In De Agricultura, Marcus Cato (Cato the Elder) set out early Spring tasks.

"The following work should be done in the spring: Trenches and furrows should be made, ground should be turned for the olive and vine nurseries, vines should be set out; elms, figs, fruit trees, and olives should be planted in rich, humid ground. Figs, olives, apples, pears, and vines should be grafted in the dark of the moon, after noon, when the south wind is not blowing." 

Cato goes on to describe a couple of different ways of grafting olives and grapes. He also points to the advantages of a diversity of farm objectives:
"If you ask me what is the best kind of farm, I should say: 50 acres of land, comprising all sorts of soils, and in a good situation; a vineyard comes first if it produces bountifully wine of a good quality; second, a watered garden; third, an willow-bed to produce baskets; fourth, an oliveyard; fifth, a meadow for grazing animals; sixth, grain land;​ seventh, a wood lot; eighth, an orchard;​ ninth, a mast grove of fodder trees."

The roman authors discuss the need to deal with weeds early. Cato says, of planting a cypress bed: "Hoe often, and clear off the weeds as soon as they begin to grow; for if you pull up the growth when it is hard, you will pull up the cypress with it." Here, i have been dealing with serrated tussock and blackberry - both which would have benefitted from early attention.

This year. I have also been digging out a new vegetable patch (although the idea of also planting an elm woodlot is very attractive - both elm and willow burn solidly). The vegetable patch will be eventually enclosed to exclude bird, roo and wombat. The day after this effort with cultivator and spade has been spent with pain killers and a very sore back, both side effects omitted by Cato.

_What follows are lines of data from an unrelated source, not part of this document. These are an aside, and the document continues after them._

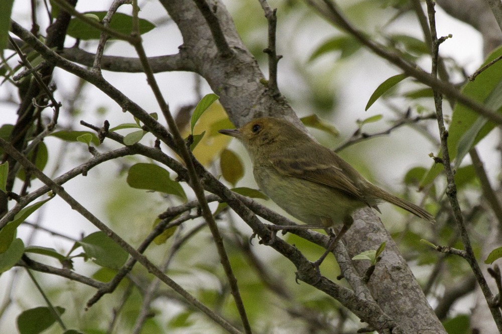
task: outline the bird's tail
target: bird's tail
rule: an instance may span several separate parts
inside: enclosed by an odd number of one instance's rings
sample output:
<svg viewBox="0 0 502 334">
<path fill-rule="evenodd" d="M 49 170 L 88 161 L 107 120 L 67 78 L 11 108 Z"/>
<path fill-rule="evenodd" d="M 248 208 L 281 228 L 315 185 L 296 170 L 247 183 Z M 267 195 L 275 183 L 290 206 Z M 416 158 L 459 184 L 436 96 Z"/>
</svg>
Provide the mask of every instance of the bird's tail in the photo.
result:
<svg viewBox="0 0 502 334">
<path fill-rule="evenodd" d="M 417 217 L 425 219 L 430 223 L 434 224 L 436 222 L 436 219 L 434 218 L 434 216 L 422 208 L 406 200 L 403 200 L 403 199 L 395 196 L 374 185 L 371 185 L 371 186 L 375 188 L 374 191 L 374 193 L 376 195 L 376 197 L 394 205 L 397 205 L 400 208 L 402 208 L 407 211 L 412 213 Z"/>
</svg>

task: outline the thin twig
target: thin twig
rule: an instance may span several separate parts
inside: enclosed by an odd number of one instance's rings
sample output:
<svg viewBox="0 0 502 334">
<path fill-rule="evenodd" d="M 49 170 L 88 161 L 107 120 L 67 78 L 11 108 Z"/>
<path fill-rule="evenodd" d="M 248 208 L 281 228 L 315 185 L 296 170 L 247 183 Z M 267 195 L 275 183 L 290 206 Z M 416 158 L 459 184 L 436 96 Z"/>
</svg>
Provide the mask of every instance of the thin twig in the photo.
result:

An additional task this year has been to fell bifurcating gums. In heavy winds, those gums that have grown in this way tend to split and fall - while their single stemmed neighbors seem to resist damage a little better. Here one stem has been left to grow (as a shade tree in a large grove) while the second stem felled and stacked. 

Cato notes the importance of a woodlot:
"It is especially desirable to have a plantation​ on a suburban farm, so that firewood and faggots may be sold, and also may be furnished for the master's use." 

Reasonably straight branches have been set aside for repairing tools.
Cato is quick to point out the uses of wood for a great deal of basic farm utensils including wooden mortars, scoops, pins to hold olive presses in place, spades (romans used about 1/3 iron spades to 2/3 wooden spades), oil ladles. Osier-beds (stands of willow tree) were particularly useful for a whole range of container applications.

Cato makes an oblique reference to iron and wooden spades. Other authors suggest that a 50 acre farm should possess 10 wooden spades and 5 iron spades. A funeral monument at Rome displays a 'pala' (the word continues in use to describe the blade of an oar), similar to our metal spades but with the addition of a cross bar about 6 inches up the handle from the top of the wooden blade of the spade - which would have enabled the spade to be pressed far deeper into the soil than our present models.